Enron Prosecutors Get Nice Payday

When the Department of Justice went after Houston-based Enron, three of the biggest players in the case were assistant attorney general Alice Fisher, Enron Task Force director Sean Berkowitz, and Kathryn Ruemmler, deputy director of the task force.

It was Georgetown law grad Ruemmler’s powerful four-hour closing argument that was credited with winning convictions of top executives Kenneth Lay and Jeffrey Skilling.

Now, a little more than two years after the verdicts, all three prosecutors are reaping their rewards—and at the same law firm, Latham & Watkins.
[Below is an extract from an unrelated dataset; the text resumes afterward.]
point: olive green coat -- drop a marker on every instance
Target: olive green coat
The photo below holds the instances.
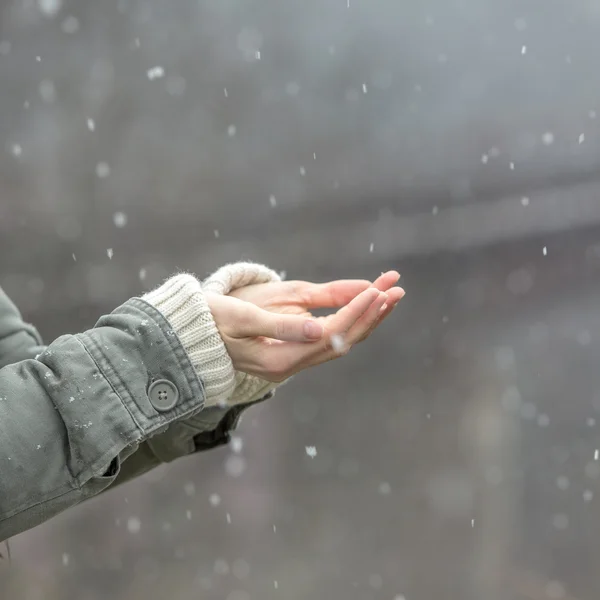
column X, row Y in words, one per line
column 75, row 416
Catholic U law graduate Fisher became the last of the three to join Latham, where she had worked earlier under her mentor, future Secretary of Homeland Security Michael Chertoff.

At Justice, Fisher, Berkowitz, and Ruemmler, who at the time were all under 40, were making a reasonably handsome $100,000 to $150,000 a year. But the average profit for a partner at Latham & Watkins is $2.2 million.

Fisher’s return to Latham may signal that Chertoff could follow her back there as the Bush administration goes out of business.

More Washington connections: Skilling was represented in the corporate case by Latham’s archrival, O’Melveny & Myers, the firm led by Washington power broker A.B. Culvahouse, who vetted vice presidential selection Sarah Palin for John McCain.